Искра ответил Харальду взглядом на взгляд и кивнул другу. Ему хотелось думать, что на его век ещё хватит больших, памятных дел, ещё доведёт судьба ощутить за спиною тени Богов… Хотеться хотелось, но не очень-то верилось – нынешняя горечь всё заслоняла…
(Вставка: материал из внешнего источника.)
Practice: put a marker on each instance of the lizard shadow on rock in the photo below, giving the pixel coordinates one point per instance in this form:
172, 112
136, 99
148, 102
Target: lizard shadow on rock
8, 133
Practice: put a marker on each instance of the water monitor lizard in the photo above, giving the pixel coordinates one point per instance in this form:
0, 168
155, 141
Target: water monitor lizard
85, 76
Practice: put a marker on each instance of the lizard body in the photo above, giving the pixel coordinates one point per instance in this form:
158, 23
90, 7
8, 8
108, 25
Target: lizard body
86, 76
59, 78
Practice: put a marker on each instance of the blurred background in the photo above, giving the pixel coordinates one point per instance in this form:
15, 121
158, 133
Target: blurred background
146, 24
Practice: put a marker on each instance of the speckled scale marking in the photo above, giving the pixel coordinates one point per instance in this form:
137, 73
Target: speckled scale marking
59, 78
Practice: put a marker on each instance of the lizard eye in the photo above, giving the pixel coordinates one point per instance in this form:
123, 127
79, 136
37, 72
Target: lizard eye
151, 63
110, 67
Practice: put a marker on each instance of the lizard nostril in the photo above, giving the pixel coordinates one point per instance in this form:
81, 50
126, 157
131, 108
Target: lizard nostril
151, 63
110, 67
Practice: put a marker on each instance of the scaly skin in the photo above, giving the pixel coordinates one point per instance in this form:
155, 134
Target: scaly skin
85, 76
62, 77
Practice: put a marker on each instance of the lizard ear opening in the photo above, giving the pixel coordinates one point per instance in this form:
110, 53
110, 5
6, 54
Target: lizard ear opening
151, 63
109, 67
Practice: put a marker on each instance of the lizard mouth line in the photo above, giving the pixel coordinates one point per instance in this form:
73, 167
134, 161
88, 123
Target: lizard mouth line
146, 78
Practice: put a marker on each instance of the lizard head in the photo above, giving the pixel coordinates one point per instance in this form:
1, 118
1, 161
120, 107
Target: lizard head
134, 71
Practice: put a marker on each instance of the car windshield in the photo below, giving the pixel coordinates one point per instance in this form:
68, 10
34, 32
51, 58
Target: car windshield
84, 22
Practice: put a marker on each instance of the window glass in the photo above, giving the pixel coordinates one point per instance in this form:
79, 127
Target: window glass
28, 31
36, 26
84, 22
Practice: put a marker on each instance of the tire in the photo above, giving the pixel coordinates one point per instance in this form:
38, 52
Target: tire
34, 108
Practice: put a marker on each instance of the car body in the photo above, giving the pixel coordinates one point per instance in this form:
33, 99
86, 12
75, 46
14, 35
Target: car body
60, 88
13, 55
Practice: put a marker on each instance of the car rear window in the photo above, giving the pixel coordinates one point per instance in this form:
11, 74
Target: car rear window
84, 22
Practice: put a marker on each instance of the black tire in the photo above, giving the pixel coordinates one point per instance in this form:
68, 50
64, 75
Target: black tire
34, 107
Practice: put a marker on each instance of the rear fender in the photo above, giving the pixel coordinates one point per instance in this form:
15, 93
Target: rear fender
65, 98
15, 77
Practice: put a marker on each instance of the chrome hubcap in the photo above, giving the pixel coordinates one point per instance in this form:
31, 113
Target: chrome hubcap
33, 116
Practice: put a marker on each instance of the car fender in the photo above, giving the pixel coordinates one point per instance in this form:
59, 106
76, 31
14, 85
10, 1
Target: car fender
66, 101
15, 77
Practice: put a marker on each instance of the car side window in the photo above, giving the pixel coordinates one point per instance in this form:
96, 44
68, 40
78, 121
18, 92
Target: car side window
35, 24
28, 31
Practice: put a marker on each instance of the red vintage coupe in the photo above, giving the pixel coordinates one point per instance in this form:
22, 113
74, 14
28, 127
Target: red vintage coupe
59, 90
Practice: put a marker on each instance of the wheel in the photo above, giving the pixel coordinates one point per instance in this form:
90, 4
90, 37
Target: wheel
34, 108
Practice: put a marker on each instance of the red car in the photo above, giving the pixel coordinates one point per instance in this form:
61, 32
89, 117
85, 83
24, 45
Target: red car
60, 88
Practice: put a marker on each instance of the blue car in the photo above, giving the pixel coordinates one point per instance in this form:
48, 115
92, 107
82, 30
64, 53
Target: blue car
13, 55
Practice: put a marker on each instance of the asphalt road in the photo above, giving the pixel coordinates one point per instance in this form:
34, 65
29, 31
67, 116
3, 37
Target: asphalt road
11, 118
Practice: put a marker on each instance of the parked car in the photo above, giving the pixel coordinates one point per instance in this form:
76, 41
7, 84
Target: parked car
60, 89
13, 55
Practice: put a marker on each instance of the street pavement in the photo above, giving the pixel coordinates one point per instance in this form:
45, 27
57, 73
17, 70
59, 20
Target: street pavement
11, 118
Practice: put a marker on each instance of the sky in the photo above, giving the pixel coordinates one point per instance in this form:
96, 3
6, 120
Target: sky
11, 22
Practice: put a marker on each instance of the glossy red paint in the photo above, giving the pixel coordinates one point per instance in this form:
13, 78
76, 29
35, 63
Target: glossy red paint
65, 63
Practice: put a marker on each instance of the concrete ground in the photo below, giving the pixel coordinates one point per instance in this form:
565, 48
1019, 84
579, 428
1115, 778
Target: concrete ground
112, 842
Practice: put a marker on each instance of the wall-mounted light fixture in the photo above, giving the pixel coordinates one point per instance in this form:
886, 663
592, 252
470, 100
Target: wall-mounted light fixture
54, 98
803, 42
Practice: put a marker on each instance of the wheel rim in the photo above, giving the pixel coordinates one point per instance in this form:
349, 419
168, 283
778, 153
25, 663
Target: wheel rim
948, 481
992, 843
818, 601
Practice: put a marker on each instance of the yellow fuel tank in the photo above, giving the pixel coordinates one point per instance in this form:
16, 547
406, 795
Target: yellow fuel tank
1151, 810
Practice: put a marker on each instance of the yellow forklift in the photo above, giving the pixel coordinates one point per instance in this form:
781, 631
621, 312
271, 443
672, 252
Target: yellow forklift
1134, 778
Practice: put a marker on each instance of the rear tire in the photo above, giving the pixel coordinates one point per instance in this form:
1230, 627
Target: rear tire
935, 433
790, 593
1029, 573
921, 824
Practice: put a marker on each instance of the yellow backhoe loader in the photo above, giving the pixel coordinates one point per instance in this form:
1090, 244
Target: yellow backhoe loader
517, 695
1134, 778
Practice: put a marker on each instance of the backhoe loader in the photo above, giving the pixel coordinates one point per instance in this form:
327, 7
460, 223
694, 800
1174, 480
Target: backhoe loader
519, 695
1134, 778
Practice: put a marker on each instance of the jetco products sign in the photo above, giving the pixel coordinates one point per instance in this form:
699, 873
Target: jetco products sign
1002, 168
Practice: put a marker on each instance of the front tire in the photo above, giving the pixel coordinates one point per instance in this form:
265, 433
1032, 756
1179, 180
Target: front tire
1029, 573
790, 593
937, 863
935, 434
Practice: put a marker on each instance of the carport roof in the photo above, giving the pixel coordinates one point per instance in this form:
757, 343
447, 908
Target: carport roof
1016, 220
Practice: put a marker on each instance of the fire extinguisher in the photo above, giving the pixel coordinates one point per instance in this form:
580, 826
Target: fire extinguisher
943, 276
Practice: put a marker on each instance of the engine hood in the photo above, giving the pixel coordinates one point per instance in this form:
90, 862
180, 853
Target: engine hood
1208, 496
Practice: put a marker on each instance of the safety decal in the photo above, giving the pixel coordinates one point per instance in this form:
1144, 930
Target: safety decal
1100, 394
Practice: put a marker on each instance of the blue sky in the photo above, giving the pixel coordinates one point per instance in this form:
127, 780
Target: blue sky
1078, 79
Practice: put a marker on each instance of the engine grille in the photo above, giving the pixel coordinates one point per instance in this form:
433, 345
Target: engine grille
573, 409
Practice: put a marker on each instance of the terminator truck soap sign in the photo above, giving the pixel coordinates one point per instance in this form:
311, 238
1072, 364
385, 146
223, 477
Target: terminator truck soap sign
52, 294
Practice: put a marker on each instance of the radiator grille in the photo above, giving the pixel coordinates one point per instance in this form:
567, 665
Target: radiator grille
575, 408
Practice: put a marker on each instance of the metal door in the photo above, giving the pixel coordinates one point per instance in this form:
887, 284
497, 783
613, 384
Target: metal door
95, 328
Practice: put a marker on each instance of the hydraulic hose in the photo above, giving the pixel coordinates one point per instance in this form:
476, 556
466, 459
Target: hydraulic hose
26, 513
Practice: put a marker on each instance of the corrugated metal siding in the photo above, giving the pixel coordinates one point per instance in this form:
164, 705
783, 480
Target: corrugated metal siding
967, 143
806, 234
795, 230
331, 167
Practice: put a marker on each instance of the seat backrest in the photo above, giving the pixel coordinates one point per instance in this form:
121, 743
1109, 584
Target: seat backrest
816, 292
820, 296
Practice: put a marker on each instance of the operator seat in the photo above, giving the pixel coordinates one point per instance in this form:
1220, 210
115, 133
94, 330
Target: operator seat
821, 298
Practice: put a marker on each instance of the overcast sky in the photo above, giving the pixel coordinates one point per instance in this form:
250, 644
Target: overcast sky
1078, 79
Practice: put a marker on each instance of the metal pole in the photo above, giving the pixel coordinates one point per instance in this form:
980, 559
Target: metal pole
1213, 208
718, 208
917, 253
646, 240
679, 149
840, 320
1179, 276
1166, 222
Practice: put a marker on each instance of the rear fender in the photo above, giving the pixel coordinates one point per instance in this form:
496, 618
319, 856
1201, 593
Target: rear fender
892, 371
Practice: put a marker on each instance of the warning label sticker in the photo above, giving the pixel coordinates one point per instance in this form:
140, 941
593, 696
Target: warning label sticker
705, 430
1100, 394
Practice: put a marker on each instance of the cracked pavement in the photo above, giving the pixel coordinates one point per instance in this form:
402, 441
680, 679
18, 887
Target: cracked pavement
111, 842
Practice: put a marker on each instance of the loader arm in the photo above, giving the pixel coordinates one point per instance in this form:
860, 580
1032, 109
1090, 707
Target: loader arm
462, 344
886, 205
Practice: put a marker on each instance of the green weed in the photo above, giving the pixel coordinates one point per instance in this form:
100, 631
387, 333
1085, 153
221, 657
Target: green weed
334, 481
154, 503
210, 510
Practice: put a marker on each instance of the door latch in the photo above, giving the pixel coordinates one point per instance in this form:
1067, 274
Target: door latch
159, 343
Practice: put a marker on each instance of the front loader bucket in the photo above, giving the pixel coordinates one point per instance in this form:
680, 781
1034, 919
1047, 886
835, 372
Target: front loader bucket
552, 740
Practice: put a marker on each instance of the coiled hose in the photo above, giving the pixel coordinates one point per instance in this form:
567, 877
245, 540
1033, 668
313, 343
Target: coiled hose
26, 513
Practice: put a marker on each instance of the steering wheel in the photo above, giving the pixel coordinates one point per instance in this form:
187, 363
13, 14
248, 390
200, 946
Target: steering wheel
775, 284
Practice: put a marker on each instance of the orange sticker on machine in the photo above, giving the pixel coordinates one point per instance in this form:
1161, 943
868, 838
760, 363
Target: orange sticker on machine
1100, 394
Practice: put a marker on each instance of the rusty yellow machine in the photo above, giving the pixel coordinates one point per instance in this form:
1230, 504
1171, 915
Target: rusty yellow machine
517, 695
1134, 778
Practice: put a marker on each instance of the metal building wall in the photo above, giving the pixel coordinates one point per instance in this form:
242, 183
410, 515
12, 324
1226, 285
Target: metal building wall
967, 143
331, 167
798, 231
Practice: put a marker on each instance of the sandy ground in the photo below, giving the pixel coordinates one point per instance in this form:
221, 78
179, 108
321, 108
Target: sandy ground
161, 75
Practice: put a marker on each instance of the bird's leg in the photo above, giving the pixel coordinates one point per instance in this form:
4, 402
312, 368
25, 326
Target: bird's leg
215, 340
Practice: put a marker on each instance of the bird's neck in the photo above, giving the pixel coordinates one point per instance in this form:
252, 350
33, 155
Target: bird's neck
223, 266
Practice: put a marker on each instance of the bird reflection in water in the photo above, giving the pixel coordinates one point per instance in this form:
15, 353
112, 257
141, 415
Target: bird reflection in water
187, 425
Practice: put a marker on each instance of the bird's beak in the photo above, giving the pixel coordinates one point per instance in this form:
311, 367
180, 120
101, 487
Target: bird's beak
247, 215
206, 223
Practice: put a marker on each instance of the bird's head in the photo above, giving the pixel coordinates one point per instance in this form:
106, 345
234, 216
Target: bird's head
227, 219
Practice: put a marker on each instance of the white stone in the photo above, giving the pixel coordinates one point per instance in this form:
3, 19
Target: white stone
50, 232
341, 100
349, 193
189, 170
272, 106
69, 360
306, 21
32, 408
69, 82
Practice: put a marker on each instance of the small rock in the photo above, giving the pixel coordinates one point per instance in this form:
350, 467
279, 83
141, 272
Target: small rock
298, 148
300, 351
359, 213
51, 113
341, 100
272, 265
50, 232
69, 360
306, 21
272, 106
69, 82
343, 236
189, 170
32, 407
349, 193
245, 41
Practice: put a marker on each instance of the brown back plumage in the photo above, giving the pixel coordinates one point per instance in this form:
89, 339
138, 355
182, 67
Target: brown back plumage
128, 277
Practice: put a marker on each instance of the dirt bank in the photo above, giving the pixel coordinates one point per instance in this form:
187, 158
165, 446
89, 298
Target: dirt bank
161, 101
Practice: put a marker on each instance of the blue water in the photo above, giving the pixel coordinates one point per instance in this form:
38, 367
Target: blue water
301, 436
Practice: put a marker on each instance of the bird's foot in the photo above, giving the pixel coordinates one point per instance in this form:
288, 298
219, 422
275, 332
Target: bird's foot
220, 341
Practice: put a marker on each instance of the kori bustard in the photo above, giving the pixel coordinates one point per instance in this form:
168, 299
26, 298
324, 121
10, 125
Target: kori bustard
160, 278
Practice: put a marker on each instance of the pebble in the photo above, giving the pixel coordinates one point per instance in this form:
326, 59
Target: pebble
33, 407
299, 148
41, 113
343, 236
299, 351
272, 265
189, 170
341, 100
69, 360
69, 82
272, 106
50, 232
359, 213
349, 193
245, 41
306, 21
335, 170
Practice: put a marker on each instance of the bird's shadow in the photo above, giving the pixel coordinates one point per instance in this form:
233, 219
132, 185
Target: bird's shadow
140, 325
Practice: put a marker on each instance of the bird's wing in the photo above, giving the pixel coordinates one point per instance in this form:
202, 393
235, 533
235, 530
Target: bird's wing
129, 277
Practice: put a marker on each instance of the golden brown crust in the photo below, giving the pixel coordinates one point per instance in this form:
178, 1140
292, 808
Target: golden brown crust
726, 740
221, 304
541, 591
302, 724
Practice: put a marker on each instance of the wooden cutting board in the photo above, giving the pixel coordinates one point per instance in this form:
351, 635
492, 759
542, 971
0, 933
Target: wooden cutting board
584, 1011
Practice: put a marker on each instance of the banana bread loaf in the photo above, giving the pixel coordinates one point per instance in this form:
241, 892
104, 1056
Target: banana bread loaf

Твердислав Радонежич оправил тёплое, подбитое мехом корзно, принял важный вид, приличествующий нарочитому послу. И уже изготовился ступить на корабельные сходни… когда прямо перед ним неведомо откуда возникли обе ведуньи. Старая лекарка и юная хромоножка. Люди потом спрашивали друг друга, каким образом они появились возле самых лодейных мостков, но никто так и не упомнил. С какой стороны подошли, как проникли за круг воинов, нарочно поставленных, чтобы не напирала толпа?.. Ни дать ни взять из-под земли выскочили!

Заметив двух женщин, Твердята остановился, хотя вполне мог бы их миновать. Позже он попытается уяснить для себя, что остановило его. И понял. Страх. Страх в их глазах. Такой, что опытный воин чуть было не оглянулся – а ну кто стоит сзади с мечом, занесённым над его головой!..

Твердислав сдержался и оглядываться не стал, но спросил, обращаясь к старухе:

– Что случилось, целительница? Кто обидел тебя?

– Безликих пасись… – словно бы с трудом разлепила губы седовласая ведьма.

– Кого?.. – переспросил Твердята. Слова женщины больше озадачили, нежели испугали его. Лишь вдоль хребта словно бы пробежали паучьи холодные лапки…

– Зло, грозящее тебе, не имеет лица… – по-прежнему тихо и непонятно отвечала старуха. – Оно переменчиво и неуловимо, словно туман, приходящий перед рассветом с болот…

За зиму Твердислав привык её уважать: всё-таки она спасла в Новом Городе немало народу. Однако тут ему показалось, что бабка достигла уже того возраста, когда начинают заговариваться и принимать всё случайно померещившееся за чудо Богов. Ему захотелось прогнать назойливую старуху с дороги, но она годилась ему в матери, и Твердята явил достойную кротость:

– Болотное лихо уже причинило мне порядочно горя, едва не сжив со свету Искру! Что скверного может приключиться со мной, если вы с внучкой помолитесь за меня Матери Ладе хоть вполовину так, как за него?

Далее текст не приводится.